An interview with Lags from Gallows for Viceland.
As we've already mentioned Vice Presents is happening on the 18th of December. Tickets are disappearing quicker than Jordan leaving a jungle so best to get yours here before they're gone for good. We decided to have a chat to Lags from Gallows about how he feels about the lifetime highlight we've offered his band by allowing them to headline our event. Click on for that and a few videos of the last couple of times Gallows laid waste to The Old Blue Last.
Vice: Hey Lags. I just spoke to a press person who then connected me to you and said “you have Lags on the line”. It was like when Jack Bauer calls the President in 24.
Lags (guitar): I don’t know if I am as cool as the President but I’ll do my best.
So what have you been up to Lags?
I just got back from the US, we were doing a load of dates with AFI.
How was that? Were the shows filled with mopey emo-goths crying into the photographers pit on the front row?
It was pretty crazy, the whole front row at every single show we played would be packed with these really young identical looking girls. They sleep out at the venue from the night before just so that they can be in the front row. That’s dedication right?
It is indeed. How did your feisty brand of Watford Hardcore go down with the tweemo brigade?
You’d be surprised, as long as there are like, five hardcore kids in there some kind of pit gets going. Also, in the UK we tend to be headlining a lot these days so you end up playing to your own crowd a bit. It’s a nice to change to be playing to someone else’s crowd and trying to get a reaction.
So what can we expect from your show at Vice Presents?
We’re just psyched to be playing a Vice show, the last time I did anything with you guys was when I DJ’d at a Fucked Up show and that was pretty crazy. We played with Fucked Up at the Old Blue as well and that was nuts too. Andy (Capper, Vice Editor) has been a big supporter of ours from day one so we are just happy to be playing a show with you lot. I can’t wait.
It’s in a warehouse too which should be a different kettle of monkeys from the enormo-domes you played with AFI.

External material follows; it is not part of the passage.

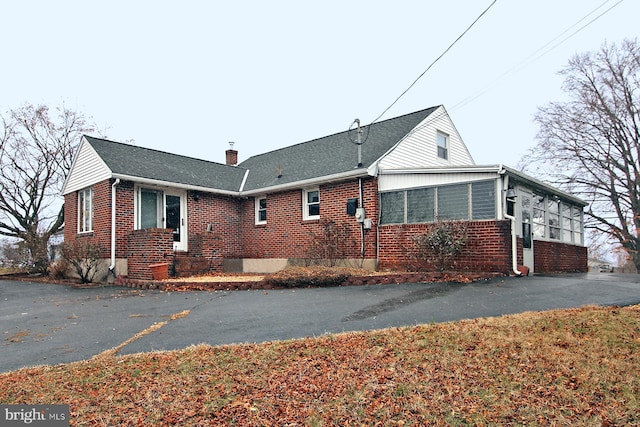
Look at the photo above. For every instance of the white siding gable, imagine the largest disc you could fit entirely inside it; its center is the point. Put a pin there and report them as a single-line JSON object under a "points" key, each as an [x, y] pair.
{"points": [[419, 148], [87, 169]]}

Yeah, I am excited about that too. Smaller club shows and house shows or warehouse shows like this are always more fun to play. They just feel a lot less rock&roll and have more of a straight up punk-rock vibe which I like. I’m also excited to see Lovvers and Male Bonding, it’s a good bill.
Have you got anything special planned? How about actually coming out with all of you hanging from a huge gallows? See what I did there? Have you ever done that before?
No. We did get all these neon crosses made up once though which we were gonna have upside down on stage.
Like the anti-Justice?
Yeah! We went and got them all made up off our own batt but we never ended up using them.
How come, did Warners tell you no in case you incited religious hatred and it had a detrimental affect on sales?
Nah, they just looked stupid so we canned the idea.
What about the gallows then? You can have that idea, I won’t even charge a consultancy fee.
We actually got the name from gallows humour as opposed to the actual gallows.
Oh, I guess that is a little harder to manifest in physical form. How about Frank getting a tattoo on stage or has that one run its course?
He’s running out of space mate. He’s getting this huge tiger grappling with a snake all over his back. It's basically from his neck to his arse so there’s not much room on him left.
OK, last questions Lags, when can we expect a My Dad Joe reunion?
If you can fly Andreas back from Brooklyn it’s on!